Numerous companies have robotics applications in stages ranging from R&D to fully-commercialized.
- ASI Robots: heavy equipment automation and autonomy platform
- Builder [X]: heavy equipment automation
- Built Robotics: heavy equipment automation
- Doxel: autonomous surveillance and job site tracking
- EquipmentShare: equipment automation and remote control
- Fastbrick Robotics: bricklaying robot
- Jaybridge Robotics: heavy equipment automation
- Robo Industries: heavy equipment automation
- SafeAI: heavy equipment automation
- Scaled Robotics: autonomous surveillance and job site tracking
- Semcon: autonomous compactors and plows
- Steer: remote control operation
- Zoomlion: heavy equipment automation
Research and education mobile robots
Research and education mobile robots are mainly used during a prototyping phase in the process of building full scale robots. They are a scaled down versions of bigger robots with the same types of sensors, kinematics and software stack (e.g. ROS). They are often extendable and provide comfortable programming interface and development tools. Next to full scale robot prototyping they are also used for education, especially at university level, where more and more labs about programming autonomous vehicles are being introduced. Some of the popular research and education robots are:
- TurtleBot
- ROSbot 2.0
Legislation
In March 2016, a bill was introduced in Washington, D.C., allowing pilot ground robotic deliveries. The program was to take place from September 15 through the end of December 2017. The robots were limited to a weight of 50 pounds unloaded and a maximum speed of 10 miles per hour. In case the robot stopped moving because of malfunction the company was required to remove it from the streets within 24 hours.
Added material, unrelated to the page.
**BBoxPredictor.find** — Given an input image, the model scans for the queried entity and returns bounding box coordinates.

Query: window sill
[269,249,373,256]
There were allowed only 5 robots to be tested per company at a time. A 2017 version of the Personal Delivery Device Act bill was under review as of March 2017.
In February 2017, a bill was passed in the US state of Virginia via the House bill, HB2016, and the Senate bill, SB1207, that will allow autonomous delivery robots to travel on sidewalks and use crosswalks statewide beginning on July 1, 2017. The robots will be limited to a maximum speed of 10 mph and a maximum weight of 50 pounds. In the states of Idaho and Florida there are also talks about passing the similar legislature.
It has been discussed that robots with similar characteristics to invalid carriages (e.g. 10 mph maximum, limited battery life) might be a workaround for certain classes of applications. If the robot was sufficiently intelligent and able to recharge itself using the existing electric vehicle (EV) charging infrastructure it would only need minimal supervision and a single arm with low dexterity might be enough to enable this function if its visual systems had enough resolution.[citation needed]
In November 2017, the San Francisco Board of Supervisors announced that companies would need to get a city permit in order to test these robots. In addition, sidewalk delivery robots have been banned from making non-research deliveries.